"In five years, most of [Facebook] will be video."
That's what Facebook CEO Mark Zuckerberg said in November. What he said this week during the company's earnings report supports his prediction. Facebook users now watch 3 billion videos a day—more than three videos per each active user per day.
That's more than triple the number of videos viewed in June. The company said that 65 percent of Facebook video views occur on mobile devices.
Zuckerberg specified in the call this week that "one of the big trends will be the growth of video content on our service." Facebook isn't just noticing user behavior. It's working hard to make it happen.
Facebook appears to be algorithmically favoring News Feeds posts that contain videos. The evidence for this is that while videos in Facebook News Feeds have gone up 3.6 times, the number posted has increased by only 75 percent globally and less than 100 percent in the United States.
The increase in actual posting of videos is dwarfed by the increase in video posts actually surviving the filtering algorithm gauntlet, strongly suggesting that Facebook is playing favorites with video posts.
Facebook isn't alone. Twitter is also making a big push for video. If you recall, Twitter bought the six-second video creation tool Vine in late 2012. But that didn't satisfy the powers that tweet.
The company rolled out this week a more sophisticated video creation, editing and posting tool that adds a video button to the main Twitter app. Pressing it enables users to create, compile, edit and post up to 30-second videos to Twitter from their smartphones.

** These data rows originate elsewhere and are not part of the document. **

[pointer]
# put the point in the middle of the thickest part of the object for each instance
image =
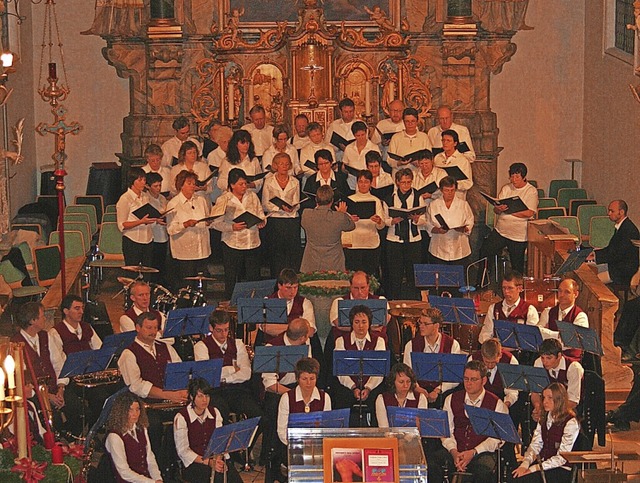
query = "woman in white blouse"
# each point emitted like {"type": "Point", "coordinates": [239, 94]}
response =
{"type": "Point", "coordinates": [283, 232]}
{"type": "Point", "coordinates": [449, 243]}
{"type": "Point", "coordinates": [188, 237]}
{"type": "Point", "coordinates": [240, 154]}
{"type": "Point", "coordinates": [240, 243]}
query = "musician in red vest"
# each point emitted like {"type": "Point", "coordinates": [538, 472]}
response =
{"type": "Point", "coordinates": [31, 320]}
{"type": "Point", "coordinates": [235, 391]}
{"type": "Point", "coordinates": [430, 340]}
{"type": "Point", "coordinates": [565, 311]}
{"type": "Point", "coordinates": [491, 353]}
{"type": "Point", "coordinates": [127, 442]}
{"type": "Point", "coordinates": [192, 430]}
{"type": "Point", "coordinates": [143, 365]}
{"type": "Point", "coordinates": [355, 390]}
{"type": "Point", "coordinates": [556, 433]}
{"type": "Point", "coordinates": [560, 369]}
{"type": "Point", "coordinates": [401, 392]}
{"type": "Point", "coordinates": [140, 295]}
{"type": "Point", "coordinates": [512, 308]}
{"type": "Point", "coordinates": [464, 450]}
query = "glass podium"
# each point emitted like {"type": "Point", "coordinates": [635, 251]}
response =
{"type": "Point", "coordinates": [306, 453]}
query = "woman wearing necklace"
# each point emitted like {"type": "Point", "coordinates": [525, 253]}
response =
{"type": "Point", "coordinates": [283, 232]}
{"type": "Point", "coordinates": [401, 392]}
{"type": "Point", "coordinates": [192, 430]}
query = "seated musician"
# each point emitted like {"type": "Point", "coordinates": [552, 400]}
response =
{"type": "Point", "coordinates": [192, 430]}
{"type": "Point", "coordinates": [71, 335]}
{"type": "Point", "coordinates": [143, 365]}
{"type": "Point", "coordinates": [234, 393]}
{"type": "Point", "coordinates": [430, 340]}
{"type": "Point", "coordinates": [127, 442]}
{"type": "Point", "coordinates": [355, 390]}
{"type": "Point", "coordinates": [512, 308]}
{"type": "Point", "coordinates": [140, 295]}
{"type": "Point", "coordinates": [560, 369]}
{"type": "Point", "coordinates": [565, 311]}
{"type": "Point", "coordinates": [401, 392]}
{"type": "Point", "coordinates": [31, 320]}
{"type": "Point", "coordinates": [556, 433]}
{"type": "Point", "coordinates": [464, 450]}
{"type": "Point", "coordinates": [491, 353]}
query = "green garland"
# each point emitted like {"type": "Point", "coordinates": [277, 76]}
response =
{"type": "Point", "coordinates": [310, 290]}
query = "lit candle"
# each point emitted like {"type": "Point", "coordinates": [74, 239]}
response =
{"type": "Point", "coordinates": [367, 98]}
{"type": "Point", "coordinates": [230, 96]}
{"type": "Point", "coordinates": [10, 367]}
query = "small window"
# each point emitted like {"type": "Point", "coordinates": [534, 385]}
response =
{"type": "Point", "coordinates": [624, 15]}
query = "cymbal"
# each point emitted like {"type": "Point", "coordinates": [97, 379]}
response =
{"type": "Point", "coordinates": [140, 269]}
{"type": "Point", "coordinates": [200, 278]}
{"type": "Point", "coordinates": [126, 281]}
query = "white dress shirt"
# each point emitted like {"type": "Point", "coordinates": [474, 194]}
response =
{"type": "Point", "coordinates": [190, 243]}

Twitter clearly wants—desperately wants—users to rethink what Twitter is and how it's used—as a container for sending videos, rather than tiny snippets of text.

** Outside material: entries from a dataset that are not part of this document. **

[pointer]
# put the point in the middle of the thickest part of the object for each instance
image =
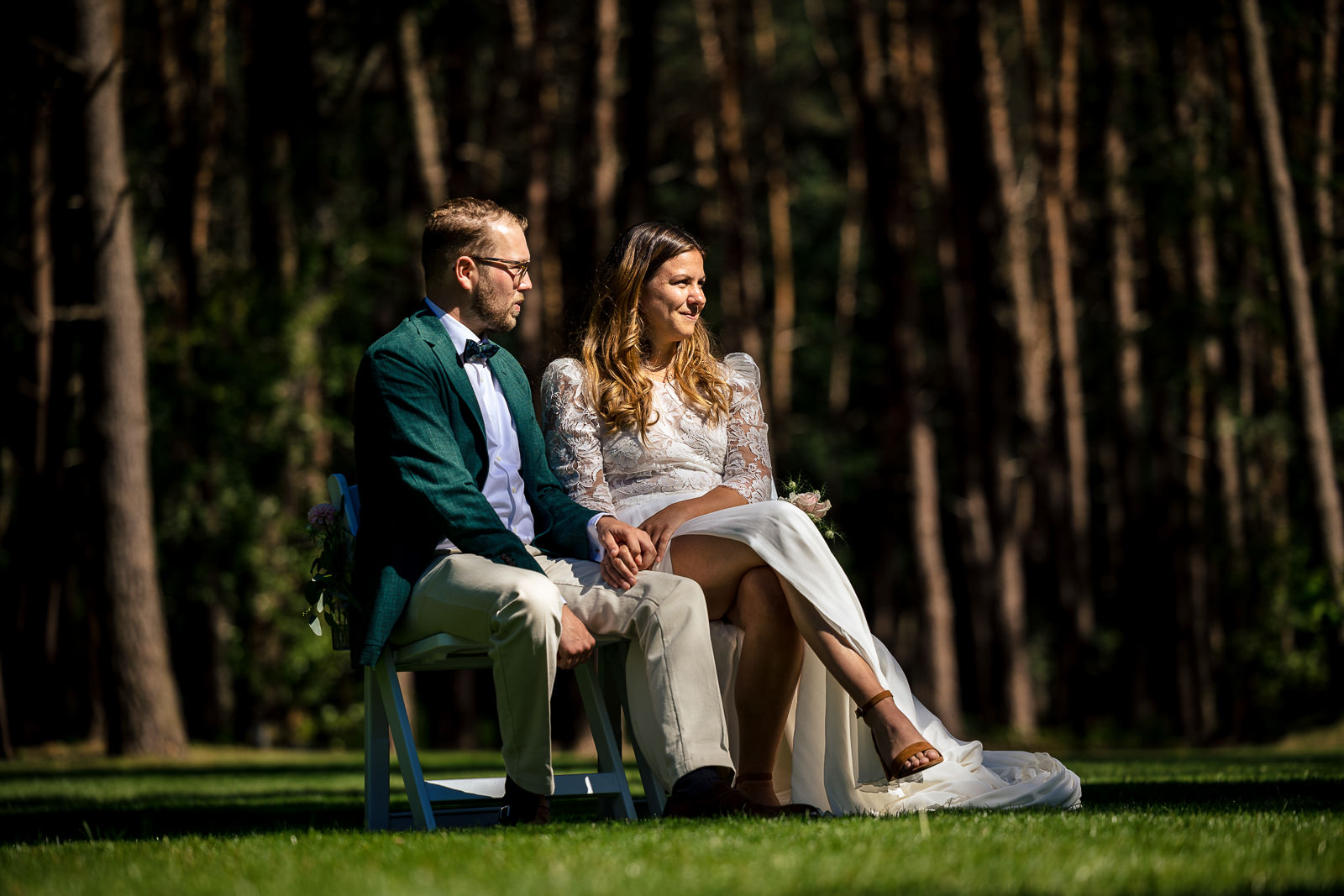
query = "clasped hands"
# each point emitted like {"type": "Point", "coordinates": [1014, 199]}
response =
{"type": "Point", "coordinates": [627, 550]}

Snapchat is doing something similar, but using a totally different strategy. And it has to be said: It's a brilliant strategy.
Snapchat launched on Jan. 28 a new video series called SnapperHero, which are mini two-minute videos created by popular YouTube and Vine stars. Snapchat is a messaging service, famous for its self-destructing text, photo and video messages.

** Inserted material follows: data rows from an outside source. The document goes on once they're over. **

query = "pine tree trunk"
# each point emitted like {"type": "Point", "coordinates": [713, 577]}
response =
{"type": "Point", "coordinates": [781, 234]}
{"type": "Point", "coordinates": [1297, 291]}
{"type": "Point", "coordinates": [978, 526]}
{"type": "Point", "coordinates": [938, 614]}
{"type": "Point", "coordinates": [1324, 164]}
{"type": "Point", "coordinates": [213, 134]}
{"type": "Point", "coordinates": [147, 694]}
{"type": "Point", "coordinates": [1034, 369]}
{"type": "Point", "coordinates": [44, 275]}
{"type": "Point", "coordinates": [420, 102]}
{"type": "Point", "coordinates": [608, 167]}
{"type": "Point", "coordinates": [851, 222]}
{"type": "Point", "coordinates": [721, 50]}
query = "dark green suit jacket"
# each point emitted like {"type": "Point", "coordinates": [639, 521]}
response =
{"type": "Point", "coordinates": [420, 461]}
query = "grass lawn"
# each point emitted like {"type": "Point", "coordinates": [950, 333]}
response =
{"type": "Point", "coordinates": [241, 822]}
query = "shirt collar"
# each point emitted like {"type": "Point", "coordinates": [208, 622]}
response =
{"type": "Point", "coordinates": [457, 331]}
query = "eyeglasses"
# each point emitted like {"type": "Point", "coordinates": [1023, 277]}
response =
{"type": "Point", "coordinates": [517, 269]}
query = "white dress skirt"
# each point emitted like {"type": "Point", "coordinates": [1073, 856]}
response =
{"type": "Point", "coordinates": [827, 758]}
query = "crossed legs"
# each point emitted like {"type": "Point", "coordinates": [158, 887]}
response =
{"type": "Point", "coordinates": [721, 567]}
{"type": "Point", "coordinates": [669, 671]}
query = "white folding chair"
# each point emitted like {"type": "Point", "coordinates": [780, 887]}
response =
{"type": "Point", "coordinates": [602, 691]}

SnapperHero is brilliant because it leverages video stars to teach the Snapchat-using public how to create fun and entertaining videos to send to their friends (instead of boring old text messages and pictures). They're pushing role models out and expect users to emulate the attitudes, behaviors and—most of all—obsession with video that the viral video celebrities will demonstrate.
Snapchat also announced this week something called Discover, which pushes "Snapchat Stories" to users from National Geographic, Yahoo News, Comedy Central, People magazine, Scripps Networks Interactive's Food Network, CNN, Warner Music, ESPN, Vice, DailyMail.com, Cosmopolitan and others. These include videos from these media organizations.
Instead of self-destructing in 10 seconds as most Snapchat messages do, Discover videos will last for 24 hours.